Research firm IDC figures show the worldwide mobile phone market grew 2.4 percent in the third quarter year-on-year, accounting for more than 444 million mobile phones, compared to 434 million units in the same quarter a year ago.
IDC said smartphones drove the mobile market train in the third quarter by selling 179.7 million units, accounting for more than 40 percent of all devices shipped. The 45.3 percent year-on-year growth was above IDC's forecast by 0.1 percent, suggesting the mobile device market has returned to a healthy status.
As one might expect, it's good news for Samsung and Apple, pegging in at first and second place respectively as the two market leaders in the smartphone market, while bad news for BlackBerry maker Research in Motion, and ailing smartphone makers Nokia and HTC.
Interestingly, in spite of a U.S. House Intelligence Committee, which resulted in lawmakers advising U.S. businesses to avoid buying Huawei and ZTE equipment, surprisingly ZTE helped power forward the mobile phone market and in doing so pushed out Nokia from the global top five smartphone vendors.
Samsung has seen a 100 percent year-on-year growth, increasing its smartphone share to 31.3 percent, shipping 56.3 million devices worldwide. According to IDC, the Korean electronics giant's growth was boosted by its "broad, deep, and refreshed Android portfolio," as well as offering a range of platforms, including Microsoft's Windows Phone software.
Apple, which makes smartphones exclusively, managed more than 57 percent year-on-year growth, shipping 26.9 million units worldwide. However, IDC warned that iPhone shipments remained nearly flat on the previous quarter, in spite of the 5 million iPhone 5 sold in the first week of availability. IDC noted that despite Apple's "Map-gate," iPhone sales were not harmed during the second quarter.
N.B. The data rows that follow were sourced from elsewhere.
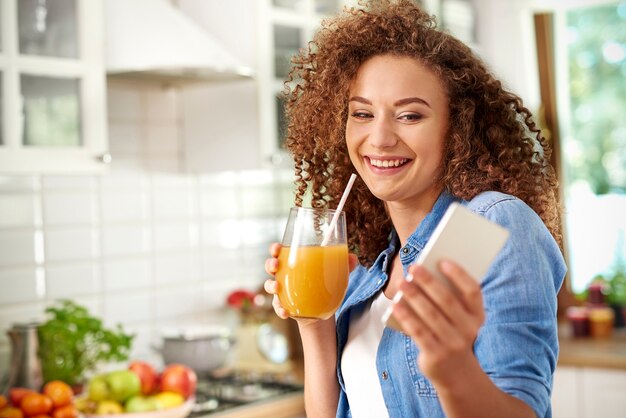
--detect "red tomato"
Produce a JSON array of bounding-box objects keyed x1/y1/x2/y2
[
  {"x1": 42, "y1": 382, "x2": 73, "y2": 409},
  {"x1": 20, "y1": 394, "x2": 53, "y2": 417}
]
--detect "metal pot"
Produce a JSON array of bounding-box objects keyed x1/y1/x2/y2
[{"x1": 155, "y1": 326, "x2": 235, "y2": 375}]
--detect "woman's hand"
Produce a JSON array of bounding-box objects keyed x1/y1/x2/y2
[
  {"x1": 264, "y1": 242, "x2": 359, "y2": 323},
  {"x1": 263, "y1": 242, "x2": 291, "y2": 319},
  {"x1": 390, "y1": 260, "x2": 485, "y2": 387}
]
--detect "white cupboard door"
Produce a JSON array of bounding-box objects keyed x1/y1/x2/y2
[
  {"x1": 581, "y1": 368, "x2": 626, "y2": 418},
  {"x1": 552, "y1": 366, "x2": 582, "y2": 418}
]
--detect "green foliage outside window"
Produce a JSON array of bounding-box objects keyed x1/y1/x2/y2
[{"x1": 565, "y1": 3, "x2": 626, "y2": 194}]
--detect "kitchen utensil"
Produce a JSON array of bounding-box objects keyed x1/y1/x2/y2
[
  {"x1": 154, "y1": 326, "x2": 235, "y2": 375},
  {"x1": 5, "y1": 322, "x2": 44, "y2": 391},
  {"x1": 256, "y1": 323, "x2": 289, "y2": 364}
]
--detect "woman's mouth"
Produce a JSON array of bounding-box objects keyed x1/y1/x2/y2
[{"x1": 365, "y1": 156, "x2": 411, "y2": 172}]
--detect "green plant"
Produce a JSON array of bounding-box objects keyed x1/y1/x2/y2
[
  {"x1": 607, "y1": 269, "x2": 626, "y2": 306},
  {"x1": 38, "y1": 300, "x2": 134, "y2": 386}
]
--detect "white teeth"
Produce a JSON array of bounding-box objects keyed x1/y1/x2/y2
[{"x1": 369, "y1": 158, "x2": 407, "y2": 168}]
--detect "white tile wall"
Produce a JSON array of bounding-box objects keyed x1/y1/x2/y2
[
  {"x1": 154, "y1": 223, "x2": 198, "y2": 252},
  {"x1": 45, "y1": 227, "x2": 100, "y2": 262},
  {"x1": 0, "y1": 230, "x2": 38, "y2": 266},
  {"x1": 103, "y1": 258, "x2": 152, "y2": 291},
  {"x1": 101, "y1": 225, "x2": 151, "y2": 257},
  {"x1": 0, "y1": 267, "x2": 40, "y2": 304},
  {"x1": 107, "y1": 86, "x2": 142, "y2": 122},
  {"x1": 105, "y1": 291, "x2": 154, "y2": 324},
  {"x1": 154, "y1": 253, "x2": 200, "y2": 285},
  {"x1": 46, "y1": 263, "x2": 101, "y2": 298},
  {"x1": 43, "y1": 192, "x2": 98, "y2": 225},
  {"x1": 101, "y1": 190, "x2": 148, "y2": 222},
  {"x1": 0, "y1": 194, "x2": 37, "y2": 227},
  {"x1": 0, "y1": 82, "x2": 295, "y2": 378}
]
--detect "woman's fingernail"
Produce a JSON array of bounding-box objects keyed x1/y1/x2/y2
[
  {"x1": 440, "y1": 260, "x2": 454, "y2": 273},
  {"x1": 405, "y1": 273, "x2": 414, "y2": 282},
  {"x1": 392, "y1": 290, "x2": 404, "y2": 304}
]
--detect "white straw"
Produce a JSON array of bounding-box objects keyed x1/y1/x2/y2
[{"x1": 321, "y1": 173, "x2": 357, "y2": 246}]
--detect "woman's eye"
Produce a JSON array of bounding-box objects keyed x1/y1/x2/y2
[
  {"x1": 350, "y1": 111, "x2": 372, "y2": 119},
  {"x1": 398, "y1": 113, "x2": 423, "y2": 121}
]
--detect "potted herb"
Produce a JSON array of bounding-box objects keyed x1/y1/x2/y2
[
  {"x1": 607, "y1": 268, "x2": 626, "y2": 328},
  {"x1": 37, "y1": 300, "x2": 134, "y2": 389}
]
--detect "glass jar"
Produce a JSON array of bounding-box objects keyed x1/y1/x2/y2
[
  {"x1": 566, "y1": 306, "x2": 590, "y2": 337},
  {"x1": 588, "y1": 307, "x2": 615, "y2": 338}
]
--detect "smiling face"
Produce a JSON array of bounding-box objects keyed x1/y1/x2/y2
[{"x1": 346, "y1": 54, "x2": 450, "y2": 214}]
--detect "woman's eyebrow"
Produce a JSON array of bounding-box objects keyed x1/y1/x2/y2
[
  {"x1": 348, "y1": 96, "x2": 431, "y2": 108},
  {"x1": 348, "y1": 96, "x2": 371, "y2": 104},
  {"x1": 394, "y1": 97, "x2": 431, "y2": 108}
]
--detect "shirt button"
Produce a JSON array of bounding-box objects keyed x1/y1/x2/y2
[
  {"x1": 381, "y1": 371, "x2": 389, "y2": 380},
  {"x1": 402, "y1": 247, "x2": 409, "y2": 254}
]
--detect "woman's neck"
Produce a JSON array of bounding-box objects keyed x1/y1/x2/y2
[{"x1": 386, "y1": 189, "x2": 442, "y2": 247}]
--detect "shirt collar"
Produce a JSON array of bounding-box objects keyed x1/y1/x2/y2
[
  {"x1": 405, "y1": 190, "x2": 457, "y2": 252},
  {"x1": 369, "y1": 190, "x2": 458, "y2": 270}
]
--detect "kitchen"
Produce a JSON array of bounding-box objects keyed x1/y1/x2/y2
[{"x1": 0, "y1": 1, "x2": 625, "y2": 418}]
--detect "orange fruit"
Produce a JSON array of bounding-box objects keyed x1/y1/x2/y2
[
  {"x1": 0, "y1": 407, "x2": 24, "y2": 418},
  {"x1": 42, "y1": 382, "x2": 73, "y2": 409},
  {"x1": 29, "y1": 415, "x2": 51, "y2": 418},
  {"x1": 51, "y1": 406, "x2": 78, "y2": 418},
  {"x1": 20, "y1": 394, "x2": 52, "y2": 417},
  {"x1": 0, "y1": 396, "x2": 7, "y2": 410}
]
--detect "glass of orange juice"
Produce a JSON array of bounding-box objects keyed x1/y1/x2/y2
[{"x1": 275, "y1": 207, "x2": 349, "y2": 320}]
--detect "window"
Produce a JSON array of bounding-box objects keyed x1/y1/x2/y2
[{"x1": 555, "y1": 2, "x2": 626, "y2": 293}]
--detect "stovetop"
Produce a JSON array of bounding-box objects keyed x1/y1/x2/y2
[{"x1": 189, "y1": 371, "x2": 304, "y2": 416}]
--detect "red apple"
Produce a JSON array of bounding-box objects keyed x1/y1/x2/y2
[
  {"x1": 128, "y1": 361, "x2": 159, "y2": 395},
  {"x1": 159, "y1": 364, "x2": 197, "y2": 399}
]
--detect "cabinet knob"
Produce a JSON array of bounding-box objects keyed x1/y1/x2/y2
[{"x1": 97, "y1": 153, "x2": 112, "y2": 164}]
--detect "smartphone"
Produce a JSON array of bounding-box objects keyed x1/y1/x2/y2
[{"x1": 382, "y1": 202, "x2": 510, "y2": 332}]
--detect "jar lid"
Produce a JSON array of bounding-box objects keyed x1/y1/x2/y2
[{"x1": 566, "y1": 306, "x2": 588, "y2": 319}]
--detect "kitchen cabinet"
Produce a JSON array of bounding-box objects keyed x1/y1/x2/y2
[
  {"x1": 0, "y1": 0, "x2": 108, "y2": 173},
  {"x1": 553, "y1": 366, "x2": 626, "y2": 418},
  {"x1": 256, "y1": 0, "x2": 351, "y2": 167}
]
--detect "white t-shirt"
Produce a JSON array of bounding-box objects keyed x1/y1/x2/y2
[{"x1": 341, "y1": 291, "x2": 392, "y2": 418}]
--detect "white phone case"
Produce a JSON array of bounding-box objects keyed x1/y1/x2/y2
[{"x1": 382, "y1": 202, "x2": 510, "y2": 332}]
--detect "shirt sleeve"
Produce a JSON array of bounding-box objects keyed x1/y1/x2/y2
[{"x1": 473, "y1": 196, "x2": 566, "y2": 417}]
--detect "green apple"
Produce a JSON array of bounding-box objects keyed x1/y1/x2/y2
[
  {"x1": 125, "y1": 395, "x2": 162, "y2": 413},
  {"x1": 106, "y1": 370, "x2": 142, "y2": 402},
  {"x1": 96, "y1": 400, "x2": 124, "y2": 414},
  {"x1": 88, "y1": 375, "x2": 110, "y2": 402}
]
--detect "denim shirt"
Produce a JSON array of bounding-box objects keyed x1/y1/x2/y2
[{"x1": 335, "y1": 191, "x2": 566, "y2": 418}]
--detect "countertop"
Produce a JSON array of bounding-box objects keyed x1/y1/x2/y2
[
  {"x1": 558, "y1": 326, "x2": 626, "y2": 369},
  {"x1": 206, "y1": 392, "x2": 305, "y2": 418}
]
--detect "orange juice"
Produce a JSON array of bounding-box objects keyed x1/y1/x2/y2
[{"x1": 276, "y1": 244, "x2": 349, "y2": 319}]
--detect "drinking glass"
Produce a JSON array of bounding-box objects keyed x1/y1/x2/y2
[{"x1": 275, "y1": 207, "x2": 349, "y2": 319}]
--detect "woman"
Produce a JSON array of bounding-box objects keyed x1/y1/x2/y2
[{"x1": 264, "y1": 1, "x2": 566, "y2": 417}]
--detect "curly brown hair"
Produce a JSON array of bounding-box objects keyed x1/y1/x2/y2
[{"x1": 283, "y1": 0, "x2": 562, "y2": 266}]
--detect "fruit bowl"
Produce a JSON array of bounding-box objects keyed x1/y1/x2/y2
[{"x1": 83, "y1": 398, "x2": 194, "y2": 418}]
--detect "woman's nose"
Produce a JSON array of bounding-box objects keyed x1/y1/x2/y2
[{"x1": 368, "y1": 116, "x2": 398, "y2": 148}]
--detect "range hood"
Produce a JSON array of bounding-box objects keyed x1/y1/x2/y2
[{"x1": 105, "y1": 0, "x2": 254, "y2": 83}]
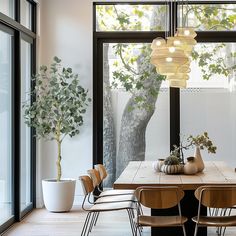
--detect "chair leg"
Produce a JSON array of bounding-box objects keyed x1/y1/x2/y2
[
  {"x1": 127, "y1": 209, "x2": 135, "y2": 236},
  {"x1": 89, "y1": 212, "x2": 101, "y2": 234},
  {"x1": 134, "y1": 224, "x2": 138, "y2": 236},
  {"x1": 81, "y1": 212, "x2": 92, "y2": 236},
  {"x1": 222, "y1": 227, "x2": 227, "y2": 236},
  {"x1": 94, "y1": 212, "x2": 100, "y2": 226},
  {"x1": 86, "y1": 213, "x2": 94, "y2": 236},
  {"x1": 194, "y1": 224, "x2": 198, "y2": 236},
  {"x1": 182, "y1": 225, "x2": 187, "y2": 236},
  {"x1": 88, "y1": 212, "x2": 96, "y2": 233},
  {"x1": 131, "y1": 208, "x2": 135, "y2": 218}
]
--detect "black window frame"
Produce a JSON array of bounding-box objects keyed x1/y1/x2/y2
[
  {"x1": 93, "y1": 1, "x2": 236, "y2": 168},
  {"x1": 0, "y1": 0, "x2": 37, "y2": 233}
]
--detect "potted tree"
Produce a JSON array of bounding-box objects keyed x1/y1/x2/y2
[{"x1": 23, "y1": 56, "x2": 91, "y2": 212}]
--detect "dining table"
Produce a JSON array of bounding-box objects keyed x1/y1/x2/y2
[{"x1": 113, "y1": 161, "x2": 236, "y2": 236}]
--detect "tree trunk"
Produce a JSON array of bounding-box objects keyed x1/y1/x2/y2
[
  {"x1": 103, "y1": 43, "x2": 116, "y2": 187},
  {"x1": 56, "y1": 139, "x2": 62, "y2": 182},
  {"x1": 116, "y1": 78, "x2": 162, "y2": 178},
  {"x1": 116, "y1": 6, "x2": 166, "y2": 178},
  {"x1": 56, "y1": 122, "x2": 62, "y2": 182}
]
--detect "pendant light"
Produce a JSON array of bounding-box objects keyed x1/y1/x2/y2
[{"x1": 150, "y1": 0, "x2": 197, "y2": 88}]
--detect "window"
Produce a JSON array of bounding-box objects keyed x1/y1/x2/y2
[
  {"x1": 0, "y1": 0, "x2": 14, "y2": 19},
  {"x1": 20, "y1": 0, "x2": 32, "y2": 29},
  {"x1": 20, "y1": 37, "x2": 32, "y2": 212},
  {"x1": 94, "y1": 2, "x2": 236, "y2": 187},
  {"x1": 0, "y1": 28, "x2": 13, "y2": 226},
  {"x1": 181, "y1": 43, "x2": 236, "y2": 167},
  {"x1": 0, "y1": 0, "x2": 36, "y2": 233},
  {"x1": 96, "y1": 4, "x2": 168, "y2": 31},
  {"x1": 102, "y1": 42, "x2": 169, "y2": 183},
  {"x1": 178, "y1": 4, "x2": 236, "y2": 31}
]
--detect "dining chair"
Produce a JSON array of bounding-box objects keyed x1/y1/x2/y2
[
  {"x1": 87, "y1": 169, "x2": 136, "y2": 203},
  {"x1": 192, "y1": 185, "x2": 236, "y2": 236},
  {"x1": 88, "y1": 167, "x2": 135, "y2": 197},
  {"x1": 79, "y1": 175, "x2": 136, "y2": 236},
  {"x1": 134, "y1": 186, "x2": 187, "y2": 236}
]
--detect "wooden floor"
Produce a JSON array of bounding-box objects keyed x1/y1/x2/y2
[{"x1": 2, "y1": 206, "x2": 236, "y2": 236}]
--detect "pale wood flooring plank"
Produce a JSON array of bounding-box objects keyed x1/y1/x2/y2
[{"x1": 3, "y1": 206, "x2": 236, "y2": 236}]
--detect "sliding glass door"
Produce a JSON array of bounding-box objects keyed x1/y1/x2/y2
[
  {"x1": 0, "y1": 0, "x2": 36, "y2": 232},
  {"x1": 0, "y1": 28, "x2": 13, "y2": 226},
  {"x1": 20, "y1": 37, "x2": 33, "y2": 212}
]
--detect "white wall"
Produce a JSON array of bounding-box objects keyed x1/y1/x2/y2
[{"x1": 37, "y1": 0, "x2": 93, "y2": 207}]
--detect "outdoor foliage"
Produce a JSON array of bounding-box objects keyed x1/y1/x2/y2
[{"x1": 97, "y1": 4, "x2": 236, "y2": 90}]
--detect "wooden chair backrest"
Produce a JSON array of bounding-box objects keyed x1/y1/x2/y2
[
  {"x1": 135, "y1": 186, "x2": 184, "y2": 209},
  {"x1": 79, "y1": 175, "x2": 94, "y2": 195},
  {"x1": 87, "y1": 169, "x2": 102, "y2": 188},
  {"x1": 95, "y1": 164, "x2": 108, "y2": 181},
  {"x1": 195, "y1": 185, "x2": 236, "y2": 208}
]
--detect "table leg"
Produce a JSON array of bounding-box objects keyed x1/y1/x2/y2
[{"x1": 151, "y1": 190, "x2": 207, "y2": 236}]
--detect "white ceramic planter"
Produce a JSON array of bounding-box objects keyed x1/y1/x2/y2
[
  {"x1": 161, "y1": 164, "x2": 183, "y2": 174},
  {"x1": 42, "y1": 179, "x2": 76, "y2": 212},
  {"x1": 152, "y1": 159, "x2": 165, "y2": 172}
]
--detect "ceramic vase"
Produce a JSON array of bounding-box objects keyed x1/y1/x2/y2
[
  {"x1": 161, "y1": 164, "x2": 183, "y2": 174},
  {"x1": 152, "y1": 158, "x2": 165, "y2": 172},
  {"x1": 194, "y1": 146, "x2": 205, "y2": 172},
  {"x1": 184, "y1": 157, "x2": 198, "y2": 175}
]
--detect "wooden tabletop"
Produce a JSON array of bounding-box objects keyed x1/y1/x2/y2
[{"x1": 113, "y1": 161, "x2": 236, "y2": 190}]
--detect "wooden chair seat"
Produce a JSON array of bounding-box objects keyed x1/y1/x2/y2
[
  {"x1": 136, "y1": 215, "x2": 188, "y2": 227},
  {"x1": 91, "y1": 201, "x2": 136, "y2": 212},
  {"x1": 134, "y1": 186, "x2": 187, "y2": 236},
  {"x1": 96, "y1": 194, "x2": 135, "y2": 204},
  {"x1": 192, "y1": 215, "x2": 236, "y2": 227},
  {"x1": 99, "y1": 189, "x2": 135, "y2": 197}
]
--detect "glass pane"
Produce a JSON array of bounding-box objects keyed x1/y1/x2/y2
[
  {"x1": 21, "y1": 0, "x2": 32, "y2": 29},
  {"x1": 0, "y1": 30, "x2": 13, "y2": 225},
  {"x1": 178, "y1": 4, "x2": 236, "y2": 31},
  {"x1": 0, "y1": 0, "x2": 14, "y2": 18},
  {"x1": 20, "y1": 40, "x2": 32, "y2": 211},
  {"x1": 103, "y1": 43, "x2": 169, "y2": 187},
  {"x1": 96, "y1": 5, "x2": 168, "y2": 31},
  {"x1": 181, "y1": 43, "x2": 236, "y2": 168}
]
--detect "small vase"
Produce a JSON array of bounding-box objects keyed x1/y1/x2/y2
[
  {"x1": 161, "y1": 164, "x2": 182, "y2": 175},
  {"x1": 184, "y1": 157, "x2": 198, "y2": 175},
  {"x1": 152, "y1": 158, "x2": 165, "y2": 172},
  {"x1": 194, "y1": 146, "x2": 205, "y2": 172}
]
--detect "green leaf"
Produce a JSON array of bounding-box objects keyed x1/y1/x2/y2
[{"x1": 54, "y1": 56, "x2": 61, "y2": 63}]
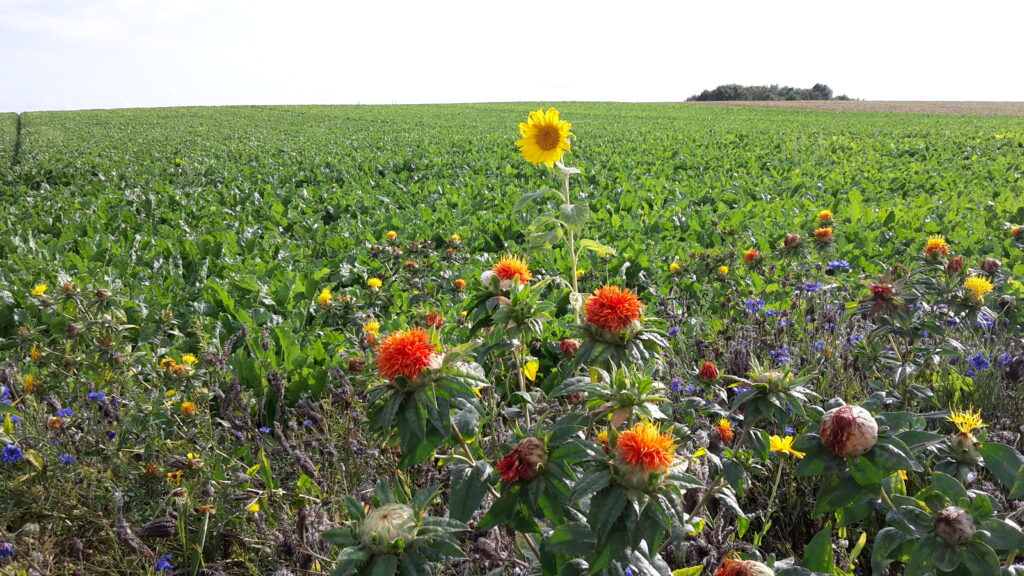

ZTE saw a massive 82.9 percent increase year-on-year and now stands just behind RIM in the top five list of global top smartphone vendors. While RIM continues to slide, ZTE will likely pull off a similar feat to Lenovo in PC rankings, by fueling growth and at the same time allowing RIM to dig its own demise. ZTE's rise comes from emerging market sales and "notable progress" in North America during the second quarter.
Its feature phone segment is declining, however, as the firm continues to develop high-end smartphones.
Nokia continues to slide -- off the edge of the smartphone rankings altogether -- however it manages to keep a steady hold of the mobile phone market, thanks to its invested interests in the emerging market sector. In spite of that, it fell 22 percent while Samsung, a purveyor of equally developing market devices, grew by 20 percent.
IDC senior research analyst Kevin Restivo said: "Nokia's share losses have meant gains for competitors.
"The company's transition away from Symbian-powered smartphones to ones shipped with Windows Phone has left ample opportunity for rivals to steal share away from Nokia over the past 18 months. However, the smartphone market is still relatively nascent, which means there's room for multiple vendors and operating systems to flourish, including Nokia."